Stromnetz Ausbau© Gina Sanders / Fotolia.com
"Das Ökosteuergesetz diskriminiert Handelsunternehmen gegenüber der Industrie erheblich. Nachdem wir alle Möglichkeiten der politischen Einflussnahme erfolglos ausgeschöpft haben, rufen wir jetzt das Bundesverfassungsgericht an. Unsere Klage gegen die Ökosteuer ist eine Art Notwehr." Dies erklärte Dr. Michael Fuchs, Präsident des Bundesverbandes des Deutschen Groß- und Außenhandels (BGA), heute in Berlin bei der Vorstellung der Verfassungsbeschwerden von fünf Groß- und Außenhandelsunternehmen gegen die Ökosteuer, die jetzt beim Bundesverfassungsgericht in Karlsruhe eingereicht wurden.
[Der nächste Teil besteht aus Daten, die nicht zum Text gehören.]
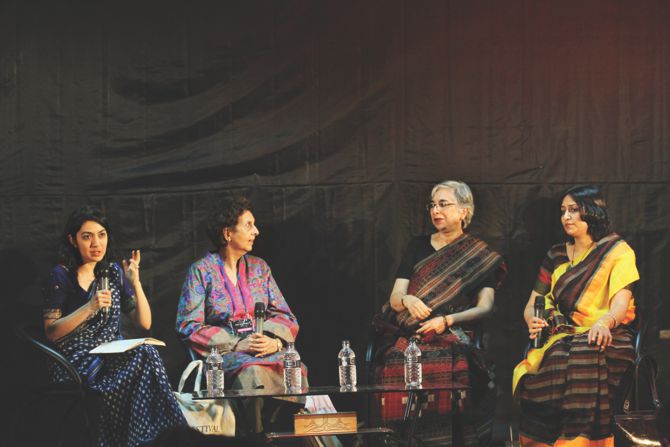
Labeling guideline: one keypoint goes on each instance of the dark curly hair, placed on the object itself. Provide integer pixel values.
(68, 254)
(226, 214)
(592, 209)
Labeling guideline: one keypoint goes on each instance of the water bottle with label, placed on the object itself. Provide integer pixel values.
(292, 368)
(347, 361)
(412, 364)
(214, 372)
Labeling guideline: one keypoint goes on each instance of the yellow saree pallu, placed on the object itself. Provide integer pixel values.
(565, 388)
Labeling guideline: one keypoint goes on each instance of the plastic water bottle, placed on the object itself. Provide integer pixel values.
(347, 360)
(214, 372)
(292, 368)
(412, 364)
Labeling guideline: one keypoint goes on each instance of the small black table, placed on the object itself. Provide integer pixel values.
(416, 396)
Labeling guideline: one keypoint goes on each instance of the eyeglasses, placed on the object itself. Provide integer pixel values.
(439, 205)
(573, 211)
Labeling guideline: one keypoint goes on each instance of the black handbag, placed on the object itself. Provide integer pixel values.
(635, 426)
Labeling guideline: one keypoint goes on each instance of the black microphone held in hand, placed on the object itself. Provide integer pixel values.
(259, 316)
(102, 275)
(538, 312)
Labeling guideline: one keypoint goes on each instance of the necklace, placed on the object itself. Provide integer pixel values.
(574, 245)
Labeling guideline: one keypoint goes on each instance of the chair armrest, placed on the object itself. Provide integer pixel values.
(32, 335)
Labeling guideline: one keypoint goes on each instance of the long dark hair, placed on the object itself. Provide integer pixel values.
(592, 209)
(68, 254)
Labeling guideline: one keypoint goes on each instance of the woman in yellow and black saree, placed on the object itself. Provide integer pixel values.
(445, 284)
(566, 387)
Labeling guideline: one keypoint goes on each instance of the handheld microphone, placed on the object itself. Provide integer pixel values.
(538, 312)
(102, 274)
(259, 316)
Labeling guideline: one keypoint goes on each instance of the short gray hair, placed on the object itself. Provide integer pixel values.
(463, 196)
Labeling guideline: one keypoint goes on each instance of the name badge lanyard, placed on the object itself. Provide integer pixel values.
(240, 296)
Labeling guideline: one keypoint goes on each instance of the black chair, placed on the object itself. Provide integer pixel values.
(373, 354)
(73, 404)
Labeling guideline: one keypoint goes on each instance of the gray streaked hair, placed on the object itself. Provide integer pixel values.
(463, 196)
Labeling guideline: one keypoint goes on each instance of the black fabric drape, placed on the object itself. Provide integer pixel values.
(335, 118)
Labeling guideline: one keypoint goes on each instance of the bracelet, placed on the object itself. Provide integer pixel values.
(608, 326)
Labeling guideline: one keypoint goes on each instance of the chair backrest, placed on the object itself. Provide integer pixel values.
(69, 404)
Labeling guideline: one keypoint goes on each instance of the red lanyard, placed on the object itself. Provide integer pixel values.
(240, 295)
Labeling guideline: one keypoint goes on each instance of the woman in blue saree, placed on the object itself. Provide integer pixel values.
(136, 399)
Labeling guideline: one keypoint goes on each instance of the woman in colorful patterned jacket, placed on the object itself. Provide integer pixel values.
(445, 285)
(216, 307)
(566, 386)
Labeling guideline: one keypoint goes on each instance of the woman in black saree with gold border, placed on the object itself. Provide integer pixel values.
(445, 283)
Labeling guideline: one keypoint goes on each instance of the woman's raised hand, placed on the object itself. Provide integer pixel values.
(437, 324)
(416, 307)
(262, 345)
(535, 326)
(132, 267)
(102, 298)
(600, 335)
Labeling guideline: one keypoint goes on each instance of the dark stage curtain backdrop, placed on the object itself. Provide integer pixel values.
(335, 118)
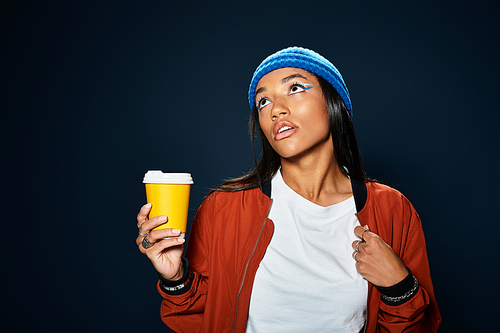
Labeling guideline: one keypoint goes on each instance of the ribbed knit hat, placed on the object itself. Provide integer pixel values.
(298, 57)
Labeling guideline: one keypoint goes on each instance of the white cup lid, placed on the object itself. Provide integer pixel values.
(158, 177)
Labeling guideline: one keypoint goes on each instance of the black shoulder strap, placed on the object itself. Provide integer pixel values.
(359, 192)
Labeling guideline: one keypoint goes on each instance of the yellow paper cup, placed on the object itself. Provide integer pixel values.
(168, 194)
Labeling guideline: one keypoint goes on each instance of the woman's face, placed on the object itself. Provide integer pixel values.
(292, 112)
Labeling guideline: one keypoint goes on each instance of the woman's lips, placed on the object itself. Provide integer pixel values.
(284, 129)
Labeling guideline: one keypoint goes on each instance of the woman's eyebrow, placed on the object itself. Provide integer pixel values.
(290, 77)
(283, 81)
(260, 90)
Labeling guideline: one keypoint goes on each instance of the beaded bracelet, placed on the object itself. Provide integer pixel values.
(408, 294)
(182, 285)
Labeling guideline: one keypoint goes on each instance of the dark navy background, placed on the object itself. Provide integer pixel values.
(93, 94)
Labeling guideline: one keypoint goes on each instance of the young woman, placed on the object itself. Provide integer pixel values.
(303, 242)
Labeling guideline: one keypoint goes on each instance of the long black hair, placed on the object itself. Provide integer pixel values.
(345, 145)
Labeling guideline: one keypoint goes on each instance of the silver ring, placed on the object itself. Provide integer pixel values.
(146, 244)
(364, 234)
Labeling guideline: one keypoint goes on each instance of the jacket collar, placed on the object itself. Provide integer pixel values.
(358, 190)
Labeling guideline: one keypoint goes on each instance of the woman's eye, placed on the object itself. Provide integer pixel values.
(299, 87)
(262, 102)
(296, 88)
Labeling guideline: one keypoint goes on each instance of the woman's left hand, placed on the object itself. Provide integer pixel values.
(375, 259)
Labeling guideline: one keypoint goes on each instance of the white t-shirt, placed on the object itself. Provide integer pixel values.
(307, 280)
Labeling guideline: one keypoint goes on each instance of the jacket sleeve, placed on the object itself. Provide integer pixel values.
(420, 313)
(183, 310)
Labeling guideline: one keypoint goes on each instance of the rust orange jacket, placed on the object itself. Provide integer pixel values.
(231, 232)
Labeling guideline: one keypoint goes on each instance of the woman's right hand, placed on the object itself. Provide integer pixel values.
(165, 249)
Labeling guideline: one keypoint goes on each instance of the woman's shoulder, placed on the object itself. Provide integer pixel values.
(379, 191)
(218, 198)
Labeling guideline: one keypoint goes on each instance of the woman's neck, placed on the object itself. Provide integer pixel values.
(319, 179)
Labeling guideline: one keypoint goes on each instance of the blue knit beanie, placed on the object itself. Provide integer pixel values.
(298, 57)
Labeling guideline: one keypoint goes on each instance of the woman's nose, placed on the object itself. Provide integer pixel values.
(279, 108)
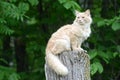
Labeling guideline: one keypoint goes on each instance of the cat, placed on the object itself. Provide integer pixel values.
(68, 37)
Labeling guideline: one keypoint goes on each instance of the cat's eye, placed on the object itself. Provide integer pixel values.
(83, 17)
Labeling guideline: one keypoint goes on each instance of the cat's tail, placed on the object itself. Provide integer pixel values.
(54, 63)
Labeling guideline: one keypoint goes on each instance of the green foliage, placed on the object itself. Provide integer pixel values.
(34, 21)
(33, 2)
(70, 4)
(8, 74)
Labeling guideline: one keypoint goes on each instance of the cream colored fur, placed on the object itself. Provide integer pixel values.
(68, 37)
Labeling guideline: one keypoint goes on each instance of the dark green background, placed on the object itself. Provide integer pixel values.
(26, 26)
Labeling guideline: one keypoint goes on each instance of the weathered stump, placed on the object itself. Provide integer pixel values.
(78, 64)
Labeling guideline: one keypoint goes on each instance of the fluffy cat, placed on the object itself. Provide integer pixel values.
(68, 37)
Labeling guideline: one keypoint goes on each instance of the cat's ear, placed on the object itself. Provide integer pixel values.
(76, 12)
(87, 12)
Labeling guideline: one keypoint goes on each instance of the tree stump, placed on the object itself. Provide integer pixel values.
(78, 64)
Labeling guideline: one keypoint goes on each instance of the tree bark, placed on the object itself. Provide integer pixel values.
(21, 55)
(78, 64)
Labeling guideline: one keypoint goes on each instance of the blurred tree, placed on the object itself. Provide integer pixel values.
(26, 25)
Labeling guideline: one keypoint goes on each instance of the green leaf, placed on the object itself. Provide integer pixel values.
(5, 30)
(101, 23)
(2, 75)
(116, 26)
(62, 1)
(75, 5)
(99, 66)
(93, 54)
(67, 5)
(33, 2)
(14, 76)
(23, 7)
(93, 68)
(12, 0)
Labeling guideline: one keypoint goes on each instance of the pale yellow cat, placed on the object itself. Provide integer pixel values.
(68, 37)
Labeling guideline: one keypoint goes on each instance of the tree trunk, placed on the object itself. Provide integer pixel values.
(78, 64)
(21, 55)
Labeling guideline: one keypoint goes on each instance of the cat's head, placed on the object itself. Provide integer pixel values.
(83, 18)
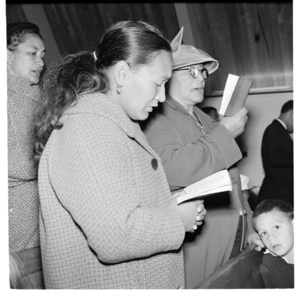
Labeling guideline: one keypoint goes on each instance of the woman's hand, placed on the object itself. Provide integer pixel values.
(192, 213)
(254, 238)
(235, 124)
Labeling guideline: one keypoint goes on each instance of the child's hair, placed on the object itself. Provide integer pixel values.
(269, 204)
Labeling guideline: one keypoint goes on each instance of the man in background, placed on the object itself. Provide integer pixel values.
(277, 157)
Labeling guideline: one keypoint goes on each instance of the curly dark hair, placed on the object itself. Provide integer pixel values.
(72, 76)
(19, 38)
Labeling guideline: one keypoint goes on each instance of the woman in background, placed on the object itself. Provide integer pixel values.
(25, 53)
(108, 220)
(193, 146)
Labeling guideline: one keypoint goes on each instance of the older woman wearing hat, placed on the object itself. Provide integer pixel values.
(192, 146)
(25, 53)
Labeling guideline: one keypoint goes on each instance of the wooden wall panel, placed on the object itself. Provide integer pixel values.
(248, 39)
(79, 27)
(254, 40)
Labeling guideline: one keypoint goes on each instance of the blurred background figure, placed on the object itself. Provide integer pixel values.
(278, 157)
(193, 146)
(25, 53)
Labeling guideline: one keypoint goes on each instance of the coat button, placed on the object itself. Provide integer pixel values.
(154, 163)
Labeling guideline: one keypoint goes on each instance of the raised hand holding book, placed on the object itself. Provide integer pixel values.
(215, 183)
(235, 94)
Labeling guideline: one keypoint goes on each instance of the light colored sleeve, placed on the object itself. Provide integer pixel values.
(99, 190)
(187, 163)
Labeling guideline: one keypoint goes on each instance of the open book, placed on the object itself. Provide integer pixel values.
(235, 94)
(215, 183)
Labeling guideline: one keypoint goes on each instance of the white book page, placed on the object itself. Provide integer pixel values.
(228, 91)
(225, 188)
(214, 183)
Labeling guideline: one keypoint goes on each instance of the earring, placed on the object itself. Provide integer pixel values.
(119, 89)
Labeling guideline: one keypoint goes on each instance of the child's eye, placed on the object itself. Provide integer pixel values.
(263, 234)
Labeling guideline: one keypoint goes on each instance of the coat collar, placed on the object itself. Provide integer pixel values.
(100, 104)
(177, 106)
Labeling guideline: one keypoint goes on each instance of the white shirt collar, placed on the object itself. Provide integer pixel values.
(282, 123)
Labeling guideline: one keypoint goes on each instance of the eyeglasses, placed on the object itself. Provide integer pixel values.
(195, 72)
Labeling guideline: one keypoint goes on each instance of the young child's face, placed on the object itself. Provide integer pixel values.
(276, 231)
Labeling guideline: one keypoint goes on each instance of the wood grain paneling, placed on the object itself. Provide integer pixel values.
(253, 40)
(79, 27)
(248, 39)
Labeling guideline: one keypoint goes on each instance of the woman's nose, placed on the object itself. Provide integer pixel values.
(161, 96)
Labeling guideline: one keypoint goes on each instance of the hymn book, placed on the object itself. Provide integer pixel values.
(235, 94)
(215, 183)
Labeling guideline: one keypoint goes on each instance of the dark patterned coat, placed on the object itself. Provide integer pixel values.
(103, 191)
(23, 200)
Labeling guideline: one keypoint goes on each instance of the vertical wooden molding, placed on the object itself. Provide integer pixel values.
(35, 13)
(184, 20)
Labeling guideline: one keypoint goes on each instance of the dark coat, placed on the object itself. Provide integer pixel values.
(251, 269)
(277, 157)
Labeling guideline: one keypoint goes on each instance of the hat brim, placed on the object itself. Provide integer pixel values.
(189, 55)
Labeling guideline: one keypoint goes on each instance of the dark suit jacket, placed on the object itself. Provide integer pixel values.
(277, 157)
(251, 269)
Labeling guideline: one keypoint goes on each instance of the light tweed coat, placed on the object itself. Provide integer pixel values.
(23, 203)
(103, 219)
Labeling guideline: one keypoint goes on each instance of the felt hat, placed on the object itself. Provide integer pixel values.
(186, 55)
(13, 28)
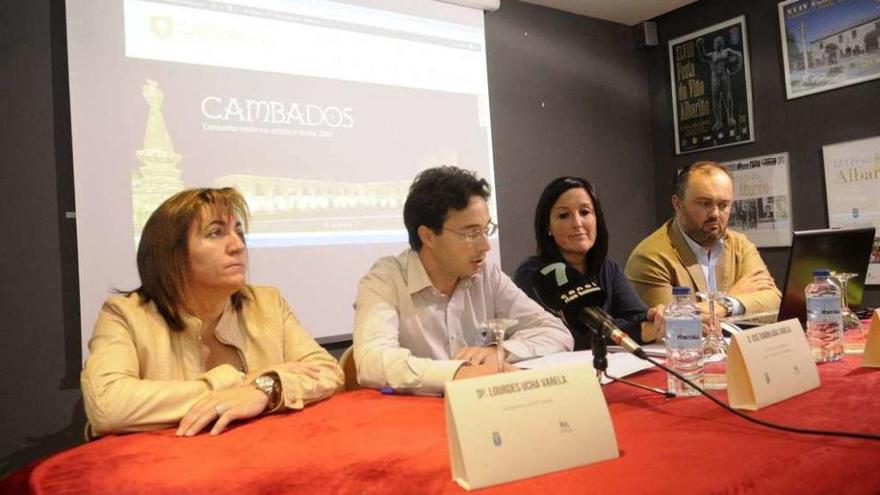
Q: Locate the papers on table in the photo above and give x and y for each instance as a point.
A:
(657, 349)
(619, 364)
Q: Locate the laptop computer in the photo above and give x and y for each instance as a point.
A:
(839, 250)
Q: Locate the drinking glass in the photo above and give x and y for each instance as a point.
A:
(498, 326)
(854, 336)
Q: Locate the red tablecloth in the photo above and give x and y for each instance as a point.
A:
(363, 442)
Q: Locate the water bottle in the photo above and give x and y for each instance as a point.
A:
(684, 342)
(824, 322)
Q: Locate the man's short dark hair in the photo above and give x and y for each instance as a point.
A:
(436, 191)
(683, 174)
(547, 248)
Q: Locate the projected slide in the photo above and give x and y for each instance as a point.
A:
(325, 160)
(320, 112)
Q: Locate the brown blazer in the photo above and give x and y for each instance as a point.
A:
(664, 259)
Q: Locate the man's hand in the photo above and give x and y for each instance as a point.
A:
(752, 282)
(224, 406)
(471, 371)
(478, 355)
(654, 327)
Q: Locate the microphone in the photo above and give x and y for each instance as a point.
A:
(596, 318)
(578, 300)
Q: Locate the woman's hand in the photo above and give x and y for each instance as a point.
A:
(224, 406)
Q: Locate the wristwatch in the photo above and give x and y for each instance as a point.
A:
(268, 384)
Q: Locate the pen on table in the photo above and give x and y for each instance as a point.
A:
(408, 391)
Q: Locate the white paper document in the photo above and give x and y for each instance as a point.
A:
(619, 364)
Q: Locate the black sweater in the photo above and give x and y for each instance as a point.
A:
(621, 301)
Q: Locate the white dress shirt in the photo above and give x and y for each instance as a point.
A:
(406, 331)
(708, 258)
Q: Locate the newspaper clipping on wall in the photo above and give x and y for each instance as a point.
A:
(852, 189)
(711, 87)
(761, 199)
(829, 44)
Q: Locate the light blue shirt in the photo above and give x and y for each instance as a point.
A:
(708, 259)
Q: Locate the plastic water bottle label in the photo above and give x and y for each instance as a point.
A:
(823, 305)
(684, 334)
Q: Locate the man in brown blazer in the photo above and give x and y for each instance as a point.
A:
(695, 249)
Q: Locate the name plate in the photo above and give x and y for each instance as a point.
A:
(872, 345)
(769, 364)
(515, 425)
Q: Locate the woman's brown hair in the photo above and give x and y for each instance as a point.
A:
(163, 252)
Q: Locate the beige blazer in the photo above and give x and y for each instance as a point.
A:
(141, 375)
(664, 259)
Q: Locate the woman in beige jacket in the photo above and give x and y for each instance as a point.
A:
(195, 344)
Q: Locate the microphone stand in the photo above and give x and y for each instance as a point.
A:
(600, 363)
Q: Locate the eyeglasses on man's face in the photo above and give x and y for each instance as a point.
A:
(473, 235)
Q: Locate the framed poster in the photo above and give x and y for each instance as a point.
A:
(761, 199)
(852, 190)
(828, 44)
(711, 87)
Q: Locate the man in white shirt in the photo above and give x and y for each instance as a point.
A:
(696, 249)
(421, 316)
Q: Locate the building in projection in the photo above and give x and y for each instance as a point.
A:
(287, 205)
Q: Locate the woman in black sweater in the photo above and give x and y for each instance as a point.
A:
(570, 228)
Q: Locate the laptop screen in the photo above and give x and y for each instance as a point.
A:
(839, 250)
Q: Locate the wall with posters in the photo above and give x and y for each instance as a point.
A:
(799, 127)
(551, 74)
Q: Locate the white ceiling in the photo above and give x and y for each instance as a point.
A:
(629, 12)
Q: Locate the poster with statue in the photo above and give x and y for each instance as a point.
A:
(828, 44)
(711, 87)
(761, 199)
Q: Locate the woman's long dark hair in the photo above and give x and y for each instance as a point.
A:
(546, 246)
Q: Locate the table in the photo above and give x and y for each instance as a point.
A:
(363, 442)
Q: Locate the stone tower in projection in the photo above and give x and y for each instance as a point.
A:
(158, 176)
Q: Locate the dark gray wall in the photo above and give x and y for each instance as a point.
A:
(800, 126)
(594, 123)
(568, 97)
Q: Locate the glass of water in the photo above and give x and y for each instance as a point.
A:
(499, 326)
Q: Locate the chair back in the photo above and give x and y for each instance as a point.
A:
(346, 362)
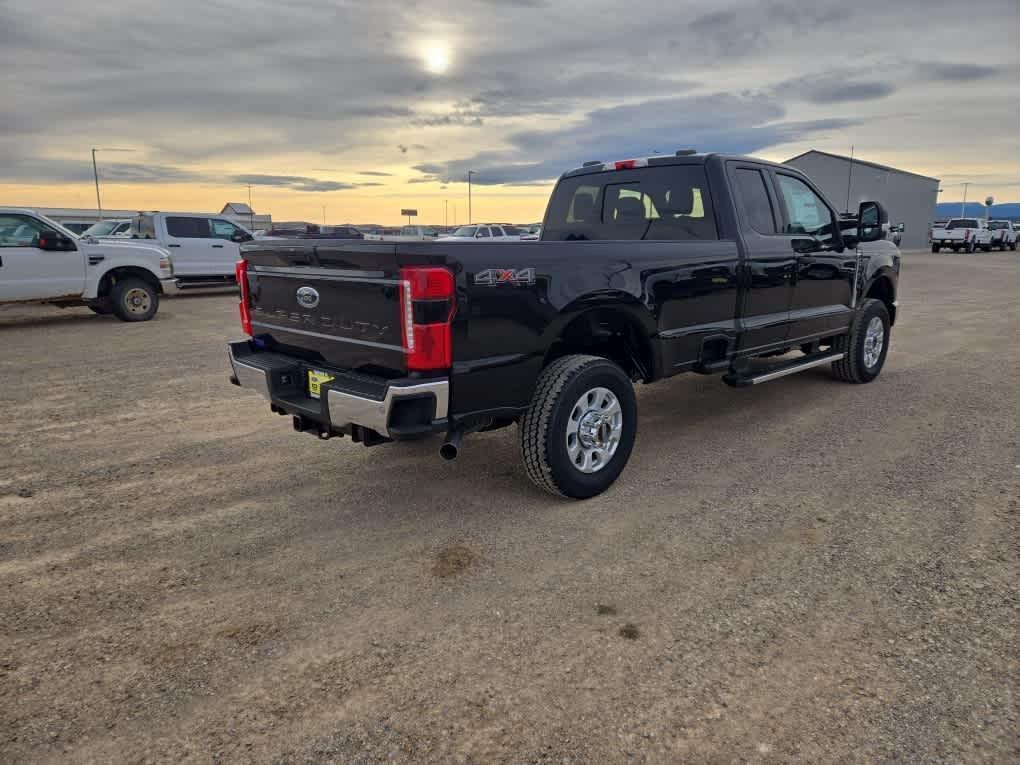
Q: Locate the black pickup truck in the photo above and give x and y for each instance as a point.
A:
(646, 268)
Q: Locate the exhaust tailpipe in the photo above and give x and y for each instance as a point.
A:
(451, 447)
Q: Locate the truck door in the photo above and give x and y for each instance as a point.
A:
(769, 264)
(226, 248)
(822, 287)
(28, 272)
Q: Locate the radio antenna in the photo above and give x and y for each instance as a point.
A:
(850, 175)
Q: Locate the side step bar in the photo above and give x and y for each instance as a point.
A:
(766, 373)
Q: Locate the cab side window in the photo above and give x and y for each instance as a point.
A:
(806, 212)
(21, 231)
(753, 193)
(183, 227)
(225, 230)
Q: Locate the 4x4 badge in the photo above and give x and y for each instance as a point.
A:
(307, 297)
(496, 276)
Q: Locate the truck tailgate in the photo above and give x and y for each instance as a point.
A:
(333, 302)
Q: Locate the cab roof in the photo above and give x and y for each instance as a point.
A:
(683, 156)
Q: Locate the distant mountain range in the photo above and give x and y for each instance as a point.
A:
(1009, 210)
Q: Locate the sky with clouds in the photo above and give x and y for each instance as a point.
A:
(367, 107)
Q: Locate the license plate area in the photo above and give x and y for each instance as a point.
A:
(316, 378)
Der Verfahrensbevollmächtigte, Professor Dr. Wolfgang Löwer, Staatsrechtslehrer an der Universität Bonn, erläuterte auf der Pressekonferenz seine Klageschrift: Das mit der Verfassungsbeschwerde angegriffene Gesetz zur Fortführung der ökologischen Steuerreform vom 16. Dezember 1999 vertiefe eine im Gesetz angelegte Wettbewerbsverzerrung. Der Hintergrund sei, dass Unternehmen des Produzierenden Gewerbes auf zu zahlende Öko-Steuern für Energie oder Mineralöl Steuervergünstigungen in Höhe von 80 Prozent erhielten. Die klageführenden Unternehmen belegten den Defekt des Gesetzes: Gleichartige Produkte, die auf derselben Absatzstufe miteinander konkurrierten, würden steuerlich ganz unterschiedlich erfasst. Dabei habe sich der Gesetzgeber für die Steuerbefreiung auf ein Abgrenzungskriterium gestützt, das insgesamt nicht sachgerecht sei: Die Statistik-Listen für Wirtschaftszweige des Statistische Bundesamtes. Löwer wörtlich: "Wettbewerb findet nicht zwischen Wirtschaftszweigen statt, sondern zwischen Unternehmen, die an Märkten mit Produkten konkurrieren. In Bezug darauf darf der Staat den Wettbewerb nicht durch unterschiedliche Steuerbelastungen verzerren. Es ist jedenfalls nicht erkennbar, wie eine solche Wettbewerbsverzerrung vor dem Gleichheitssatz mit seiner Verpflichtung, Gleiches gleich und Ungleiches ungleich zu behandeln, gerechtfertigt werden können soll. Der Gesetzgeber wäre deshalb gut beraten gewesen auf eine solche Differenzierung der Befreiung zu verzichten."